Alex Baumhardt: Yes, so the target is to cut greenhouse gas emissions 50% by 2035 and 90% by 2050. And about 26% of the cut has to come from natural gas companies, because natural gas is almost entirely methane. And that's a really potent greenhouse gas trapping heat in the atmosphere. It's worth noting that the program is on ice for the next year. It's sort of hung up in a lawsuit that the natural gas companies have brought against the state. But suffice to say, the state is going through this process in the next year redoing the program and it’s expected that early next year it will be totally back in action.
Justin Higginbottom: Why did the Oregon Public Utilities Commission reject plans by these three gas companies — Cascade Natural Gas, NW Natural and Avista — to meet emission targets?
Alex Baumhardt: They found these plans to be overly optimistic about the future of natural gas, especially in a world of increasing electrification. Globally, electricity has never been cheaper than it is today. It's being made from so many different renewable sources. On top of that, a lot of the plans rely on these nascent gas industries like renewable natural gas, which would capture methane from cows, or creating synthetic natural gas. I think these companies put that in their plans to say, “We're not going away, look at all these alternatives that are less carbon intensive.” The commission says those are way too expensive, they're not available wide scale and you can't rely on them as much as you are to meet these future targets.
Justin Higginbottom: So those new technologies just aren't really ready for wide use by consumers. What might these decisions mean for the companies?

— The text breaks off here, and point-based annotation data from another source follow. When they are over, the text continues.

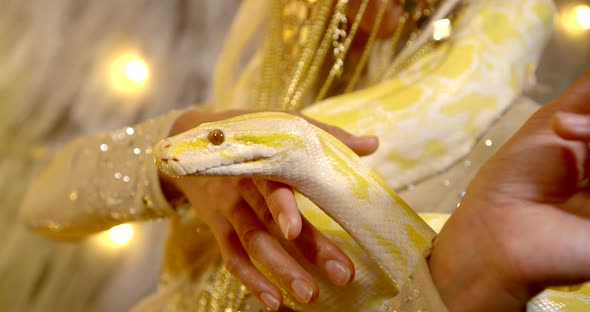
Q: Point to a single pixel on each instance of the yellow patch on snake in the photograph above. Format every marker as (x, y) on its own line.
(391, 249)
(472, 104)
(359, 184)
(274, 140)
(498, 27)
(419, 241)
(403, 162)
(460, 59)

Alex Baumhardt: Every two years they have to present these plans to show the state that they're on track or trying to be on track to meet these emission reduction targets. It means they have to make better plans. So when they come back to present this, they need to show that they're on track. On top of that, all of these utilities have repeatedly asked for rate hikes. Cascade Natural Gas, which was the last to meet and present their plan, already said they're planning to ask for a rate hike later this year. It's going to be hard to make the case that you want to raise rates on customers if you're also not meeting your climate targets. And the Oregon Public Utilities Commission gets to say yes or no to a rate hike. So it means it might be harder to ask for that. And it means when they come back they need to have a better plan.
Justin Higginbottom: Did the commission propose any solutions for these companies?
Alex Baumhardt: They're proposing that electrification needs to be a part of their future plan. There's just not a universe in which you meet these emission targets on alternative methane. And so I think they're saying: “Be realistic. If you can assume any part of your future plans involve electrification, we would believe that you are going to make these targets.” So that's the solution. The companies need to show they considered the possibility that electrification will play a bigger role in future business.
This interview has been edited for length and clarity.